As AI Transforms Drug Development, FDA Is Scrambling to Figure Out Guardrails
Since 2016, the Food and Drug Administration has received about 300 drug submissions that reference artificial intelligence, a pittance compared with what's on the way.
November 09, 2024 at 06:28 PM
5 minute read
Artificial IntelligenceCounsel to the life sciences industry anticipate that the U.S. Food and Drug Administration by year's end will release new guidance on the use of AI in clinical trials and drug development.
The technology with huge potential to speed development and improve drug efficacy—and to trigger legal headaches—has advanced so rapidly that even the FDA has struggled to get a grip on it.
Last year, the FDA issued separate draft guidance for medical devices that would allow manufacturers in the initial premarket submission of a product to essentially pre-specify future capabilities of a device without resubmitting it later for approval.

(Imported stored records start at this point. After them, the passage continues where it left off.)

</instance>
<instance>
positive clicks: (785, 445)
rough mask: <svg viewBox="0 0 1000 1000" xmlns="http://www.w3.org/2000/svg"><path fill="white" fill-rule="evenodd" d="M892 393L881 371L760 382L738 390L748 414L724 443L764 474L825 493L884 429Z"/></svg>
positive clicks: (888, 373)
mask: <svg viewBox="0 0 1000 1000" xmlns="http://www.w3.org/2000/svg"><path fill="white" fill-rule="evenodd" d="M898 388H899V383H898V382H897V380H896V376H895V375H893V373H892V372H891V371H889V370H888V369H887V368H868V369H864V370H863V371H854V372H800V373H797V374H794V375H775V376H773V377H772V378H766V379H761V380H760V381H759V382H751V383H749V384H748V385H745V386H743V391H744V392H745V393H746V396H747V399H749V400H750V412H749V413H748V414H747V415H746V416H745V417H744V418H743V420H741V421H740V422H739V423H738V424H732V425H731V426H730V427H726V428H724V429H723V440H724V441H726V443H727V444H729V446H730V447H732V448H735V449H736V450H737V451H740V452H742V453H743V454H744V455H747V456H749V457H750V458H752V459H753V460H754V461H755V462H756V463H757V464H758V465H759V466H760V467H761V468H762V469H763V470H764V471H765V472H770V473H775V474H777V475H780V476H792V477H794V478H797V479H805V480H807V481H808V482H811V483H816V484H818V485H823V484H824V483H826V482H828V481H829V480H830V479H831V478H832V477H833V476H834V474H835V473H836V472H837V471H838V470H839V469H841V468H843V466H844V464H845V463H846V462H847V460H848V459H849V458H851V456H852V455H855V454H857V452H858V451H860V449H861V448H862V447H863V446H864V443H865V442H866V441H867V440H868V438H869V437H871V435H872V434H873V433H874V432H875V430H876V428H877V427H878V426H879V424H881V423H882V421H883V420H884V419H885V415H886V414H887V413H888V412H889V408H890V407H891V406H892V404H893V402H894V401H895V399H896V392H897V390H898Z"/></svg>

AI and machine learning can extract data from electronic health records and other sources and make inferences useful in everything from how a drug may affect certain patients to optimizing dosing.
It can predict adverse effects in certain populations, improve clinical trial recruitment, screen compounds and improve post-market safety surveillance--among many other potentially transformative uses.
So useful has AI been to clinicians that, since 2016, about 300 drug submissions to the FDA referenced AI use in some form, Khair ElZarrad, director of the Office of Medical Policy at the FDA's Center for Drug Evaluation and Research, said during a recent FDA podcast.
The anticipated guidance is likely to address matters such as patient safety and the quality and reliability of data flowing in and out of AI algorithms, said Reed Smith counsel Sarah Thompson Schick, who advises medical products companies.
Another consideration: "Is AI fit for the purposes of what you're doing," added Schick, who also discussed the issues in this recent video.
"How do we ensure these issues are addressed throughout the continuous improvement and training of AI models used in essential research and development activities. And how do we mitigate potential risks around those issues?"
Both FDA and the industry continue to ponder how or to what extent AI should be used in R&D, particularly as the technology advances, Schick said.
Last month, the FDA published a "special communication" in the Journal of the American Medical Association outlining concerns building in the agency over AI use in clinical research, medical product development and clinical care.
Among them: FDA officials see a need for specialized tools that enable more thorough assessment of large language models "in the contexts and settings in which they will be used."
The piece in JAMA also pointed to the potential of AI models to evolve—requiring ongoing AI performance monitoring.
"The agency expresses concern that the recurrent, local assessment of AI throughout its lifecycle is both necessary for the safety and effectiveness of the product over time and that the scale of effort needed to do so could be beyond any current regulatory scheme or the capabilities of the development and clinical communities," Hogan Lovells partner Robert Church and his colleagues wrote in a client note last month.
The FDA also expressed concern of an uneven playing field, where large tech companies have capital and computational resources that startups and academic institutions can't hope to match. The agency noted that the latter may need assistance to ensure AI models are safe and effective.
The agency stressed the importance of ensuring that human clinicians remain involved in understanding how outputs are generated and to advocate for high-quality evidence of benefits.
Troy Tazbaz, director of the FDA's Digital Health Center of Excellence, recently said in a blog post that standards and best practices "for the AI development lifecycle, as well as risk management frameworks" can help mitigate risks.
This includes "approaches to ensure that data suitability, collection and quality match the intent and risk profile of the AI model that is being trained."
ElZarrad listed a number of challenges, some of which may be reflected in the expected guidance.
One is the variability in the quality, size and "representativeness" of data sets for training AI models. "Responsible use of AI demands, truly, that the data used to develop these models are fit for purpose and fit for use. This is our concept we try to highlight and clarify."
He noted that it is often difficult to understand how AI models are developed and arrive at their conclusion. "This may necessitate, or require us, to start thinking of new approaches around transparency."
Potential data privacy issues around AI abound, many of them involving patient data. AI developers must ensure they are in compliance with the Health Insurance Insurance Portability and Accountability Act, better known as HIPAA, as well as a thicket of other federal and state laws. Generally, patient data used is aggregated and de-identified, Schick noted.
While life sciences leaders welcome additional guidance, they are not sitting on their hands until they get it. "I don't think companies are waiting on the FDA, necessarily," Schick added.